We can distinguish between polymer materials that otherwise appear nearly identical

McNeill and Watts have now developed a technique that allows them to distinguish between different polymers within a blend – and they can do so both in the bulk and on the surface of the material. This is very important for polymer-based electronic devices because while the work is done in the bulk of the film, the surface connects the device to other components and the outside world the scientists explain.

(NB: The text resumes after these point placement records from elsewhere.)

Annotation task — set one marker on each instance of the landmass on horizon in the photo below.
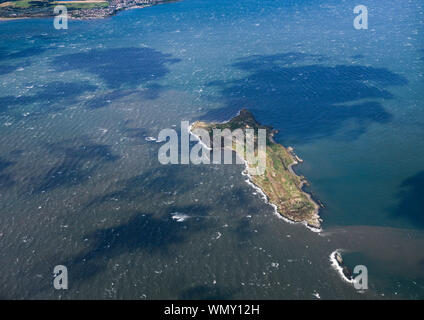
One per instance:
(281, 186)
(77, 9)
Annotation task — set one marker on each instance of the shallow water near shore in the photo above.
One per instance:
(81, 186)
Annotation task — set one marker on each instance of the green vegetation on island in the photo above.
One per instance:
(281, 185)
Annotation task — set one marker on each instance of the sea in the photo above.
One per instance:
(81, 185)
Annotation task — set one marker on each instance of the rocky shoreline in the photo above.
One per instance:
(280, 186)
(44, 9)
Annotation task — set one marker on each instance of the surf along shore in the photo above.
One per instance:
(279, 186)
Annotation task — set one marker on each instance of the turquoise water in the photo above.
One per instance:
(80, 185)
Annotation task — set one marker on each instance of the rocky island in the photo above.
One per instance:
(280, 185)
(77, 9)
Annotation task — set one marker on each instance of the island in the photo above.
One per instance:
(280, 185)
(77, 9)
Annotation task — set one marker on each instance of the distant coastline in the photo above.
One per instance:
(80, 10)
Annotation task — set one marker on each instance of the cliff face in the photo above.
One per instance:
(89, 9)
(281, 186)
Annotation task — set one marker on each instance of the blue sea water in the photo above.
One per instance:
(80, 185)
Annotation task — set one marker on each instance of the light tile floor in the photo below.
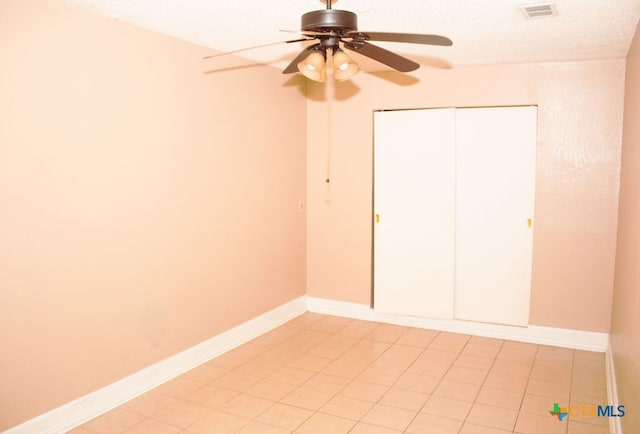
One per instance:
(325, 374)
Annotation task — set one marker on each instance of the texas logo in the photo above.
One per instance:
(561, 413)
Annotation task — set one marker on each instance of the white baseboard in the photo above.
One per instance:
(615, 423)
(81, 410)
(575, 339)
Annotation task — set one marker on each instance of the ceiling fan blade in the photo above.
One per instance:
(293, 66)
(374, 52)
(412, 38)
(256, 46)
(305, 32)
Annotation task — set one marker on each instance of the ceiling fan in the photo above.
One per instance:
(336, 30)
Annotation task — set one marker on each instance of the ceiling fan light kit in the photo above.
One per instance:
(337, 30)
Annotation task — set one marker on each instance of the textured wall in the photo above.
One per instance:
(625, 324)
(578, 156)
(144, 206)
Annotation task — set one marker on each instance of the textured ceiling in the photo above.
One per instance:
(483, 31)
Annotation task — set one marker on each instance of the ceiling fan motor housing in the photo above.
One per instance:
(327, 20)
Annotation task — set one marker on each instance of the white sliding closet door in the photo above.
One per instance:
(414, 197)
(494, 204)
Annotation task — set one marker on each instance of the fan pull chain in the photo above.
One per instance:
(329, 96)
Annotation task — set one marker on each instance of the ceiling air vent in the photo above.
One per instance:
(539, 10)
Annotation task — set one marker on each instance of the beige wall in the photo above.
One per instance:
(625, 324)
(144, 206)
(580, 117)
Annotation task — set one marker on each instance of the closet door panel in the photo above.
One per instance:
(414, 197)
(494, 205)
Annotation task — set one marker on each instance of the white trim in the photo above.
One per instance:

They performed their investigations using synchrotron light at the Swiss Light Source SLS of the Paul Scherrer Institute. Synchrotron light is powerful X-ray light produced by very fast electrons forced to follow a bent path that is much more brilliant than radiation coming out of an ordinary X-ray tube. At the Swiss Light Source synchrotron light is generated by electrons travelling almost at the speed of light on a circular trajectory with a circumference of 288 meters. In their experiments, Watts and McNeill employ the fact that the energy of the light, i.e. the colour, can be adjusted very exactly to highlight subtle differences between the materials investigated. We illuminate our sample with X-ray light that is tuned to the carbon atom and so materials that contain carbon atoms (like polymers) absorb much more of the light than one would otherwise expect. This absorption is also very sensitive to the way in which the atoms are linked together, causing materials with different molecular structure to have very different colours. Thus the X-ray light lets us distinguish between polymer materials that otherwise appear nearly identical.

Investigating bulk and surface at the same time

In our experiment we used two very different methods to view the inside bulk and the outer surface of the sample material. To see the inner bulk, we essentially held it up to the light and looked at what colours of x-ray light shone through. To see the outer surface, we had to use a slightly more complicated trick. When an atom absorbs an x-ray, it doesn't like to keep the extra energy and so it gets rid of the energy by spitting out one of its electrons. Now an electron doesn't like moving around outside of an atom and so will grab onto the next atom it comes across, but the electrons spat out of atoms that lie on the surface of the sample material don't have any other atoms to grab onto, just the vacuum that we do the experiment in. Therefore, by observing the electrons coming out of the sample, we get a measure of what X-ray colour the sample is just on the very surface, where the electrons manage to escape from. Explains Watts.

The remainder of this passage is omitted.